Pundits, people who are in the business of informing the public toward a viewpoint, are supposed to be very much on the mark. If they are not always predicting, they are usually warning.
There are more than a few apocalyptic pundits out there.
How relevant is reality to their popularity?
For Pundits, It's Better to Be Confident Than Correct
Science Daily, 28 May 2013 (hat tip: MR)
[T]wo Washington State University economics students have demonstrated that it simply doesn't pay as much for a pundit to be accurate as it does to be confident. It's one thing to be a good pundit, but another to be popular.
"In a perfect world, you want to be accurate and confident," says Jadrian Wooten. "If you had to pick, being confident will get you more followers, get you more demand."
Note, that there isn't a negative correlation. Pundits aren't less accurate the more popular they are. It's just that it is beside the point.

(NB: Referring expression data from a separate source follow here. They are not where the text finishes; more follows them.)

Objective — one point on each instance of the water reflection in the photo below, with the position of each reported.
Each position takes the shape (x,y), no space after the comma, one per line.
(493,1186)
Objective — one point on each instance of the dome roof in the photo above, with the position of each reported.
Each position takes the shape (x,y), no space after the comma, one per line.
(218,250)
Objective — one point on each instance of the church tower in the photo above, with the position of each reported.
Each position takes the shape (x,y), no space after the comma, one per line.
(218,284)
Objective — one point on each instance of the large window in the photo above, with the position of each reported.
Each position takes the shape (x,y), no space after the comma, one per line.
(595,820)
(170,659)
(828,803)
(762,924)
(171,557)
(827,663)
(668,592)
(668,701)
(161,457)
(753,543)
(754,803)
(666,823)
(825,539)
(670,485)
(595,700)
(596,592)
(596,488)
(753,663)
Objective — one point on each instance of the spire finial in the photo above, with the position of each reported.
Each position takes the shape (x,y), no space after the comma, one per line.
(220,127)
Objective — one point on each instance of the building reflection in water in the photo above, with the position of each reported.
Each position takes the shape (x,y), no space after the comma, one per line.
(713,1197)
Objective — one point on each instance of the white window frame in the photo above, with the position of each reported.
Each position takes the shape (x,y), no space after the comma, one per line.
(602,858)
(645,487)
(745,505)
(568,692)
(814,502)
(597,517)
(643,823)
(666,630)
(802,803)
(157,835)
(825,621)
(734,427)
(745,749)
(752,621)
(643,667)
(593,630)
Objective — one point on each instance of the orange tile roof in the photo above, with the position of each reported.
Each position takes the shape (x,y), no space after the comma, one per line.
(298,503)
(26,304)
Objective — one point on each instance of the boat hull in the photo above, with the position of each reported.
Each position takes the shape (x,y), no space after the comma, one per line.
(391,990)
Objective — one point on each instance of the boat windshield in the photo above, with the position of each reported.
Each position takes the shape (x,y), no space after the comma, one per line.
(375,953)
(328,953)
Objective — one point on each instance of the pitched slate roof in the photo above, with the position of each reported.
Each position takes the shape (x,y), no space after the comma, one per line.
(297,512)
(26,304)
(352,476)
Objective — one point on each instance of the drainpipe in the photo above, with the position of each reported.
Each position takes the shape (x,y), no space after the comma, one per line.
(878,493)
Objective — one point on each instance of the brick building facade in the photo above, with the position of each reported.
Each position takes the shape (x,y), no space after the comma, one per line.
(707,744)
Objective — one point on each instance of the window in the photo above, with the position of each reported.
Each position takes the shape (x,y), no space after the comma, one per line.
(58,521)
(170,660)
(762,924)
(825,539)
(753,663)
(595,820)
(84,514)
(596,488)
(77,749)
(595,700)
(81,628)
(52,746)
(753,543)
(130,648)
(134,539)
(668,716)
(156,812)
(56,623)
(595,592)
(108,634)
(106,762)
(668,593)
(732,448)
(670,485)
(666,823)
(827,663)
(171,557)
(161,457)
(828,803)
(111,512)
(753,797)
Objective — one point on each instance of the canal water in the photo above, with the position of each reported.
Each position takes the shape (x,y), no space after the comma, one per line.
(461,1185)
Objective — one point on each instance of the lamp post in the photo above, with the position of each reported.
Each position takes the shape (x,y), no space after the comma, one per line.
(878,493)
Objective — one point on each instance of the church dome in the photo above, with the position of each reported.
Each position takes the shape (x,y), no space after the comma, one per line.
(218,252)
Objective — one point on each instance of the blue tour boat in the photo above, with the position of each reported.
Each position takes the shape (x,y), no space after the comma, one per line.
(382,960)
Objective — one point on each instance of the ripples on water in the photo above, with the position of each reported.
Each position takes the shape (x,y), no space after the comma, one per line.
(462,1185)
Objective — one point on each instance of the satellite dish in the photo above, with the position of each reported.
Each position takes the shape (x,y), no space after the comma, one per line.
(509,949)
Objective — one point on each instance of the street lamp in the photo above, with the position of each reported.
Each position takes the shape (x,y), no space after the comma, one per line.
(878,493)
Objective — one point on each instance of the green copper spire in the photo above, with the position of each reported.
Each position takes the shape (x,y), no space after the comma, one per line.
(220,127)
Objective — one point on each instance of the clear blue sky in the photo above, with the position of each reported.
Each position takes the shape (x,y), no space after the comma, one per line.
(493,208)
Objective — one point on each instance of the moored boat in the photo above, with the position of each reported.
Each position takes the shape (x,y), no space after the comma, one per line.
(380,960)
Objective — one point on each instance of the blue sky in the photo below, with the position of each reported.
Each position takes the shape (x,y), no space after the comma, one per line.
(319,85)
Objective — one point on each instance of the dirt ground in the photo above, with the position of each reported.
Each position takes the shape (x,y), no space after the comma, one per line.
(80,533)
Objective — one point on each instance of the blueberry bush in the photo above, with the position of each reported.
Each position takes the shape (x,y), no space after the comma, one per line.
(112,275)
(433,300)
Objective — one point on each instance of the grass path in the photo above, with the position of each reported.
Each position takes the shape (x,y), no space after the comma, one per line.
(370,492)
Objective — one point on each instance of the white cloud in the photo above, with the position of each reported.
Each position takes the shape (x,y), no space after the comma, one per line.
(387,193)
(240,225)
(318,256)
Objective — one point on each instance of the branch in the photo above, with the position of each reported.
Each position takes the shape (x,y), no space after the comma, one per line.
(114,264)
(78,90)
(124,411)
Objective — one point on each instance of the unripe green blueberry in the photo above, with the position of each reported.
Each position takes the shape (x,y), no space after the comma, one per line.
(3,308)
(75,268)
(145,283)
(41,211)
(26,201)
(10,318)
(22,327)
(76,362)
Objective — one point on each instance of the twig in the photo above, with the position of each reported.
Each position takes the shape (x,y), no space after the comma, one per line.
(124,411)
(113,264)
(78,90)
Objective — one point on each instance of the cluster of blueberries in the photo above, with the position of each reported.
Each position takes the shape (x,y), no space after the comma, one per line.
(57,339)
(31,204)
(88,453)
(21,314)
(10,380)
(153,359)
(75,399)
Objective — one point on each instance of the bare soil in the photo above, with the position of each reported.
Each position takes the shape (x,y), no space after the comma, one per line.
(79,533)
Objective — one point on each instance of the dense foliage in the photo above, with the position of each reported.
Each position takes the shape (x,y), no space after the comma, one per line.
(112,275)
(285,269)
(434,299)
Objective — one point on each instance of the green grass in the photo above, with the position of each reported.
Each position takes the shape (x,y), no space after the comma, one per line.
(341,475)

Note that this has been shown to be true of pundits close cosines, the investment advisor. In general, the success of investment advisors falls within the general bell curve of randomness. Relative to each other (an important distinction) there is little evidence for a skill deferential. Survival bias and marketing go a long way toward obscuring this point. The future is hard to predict.
In the case of our apocalyptic pundits, it is even harder. Unless they make some sort of hard date prediction, the apocalypse only comes along every so often. So a cross check of prediction credentials is a little difficult.
2 comments:
I am more partial to the ones who present both sides or at least important parts of both and then kinda weigh them. I am sure I am in a minority though.
Pioneer: Commenters/pundits who act as if life was about tradeoffs and difficult decisions, don't get asked back.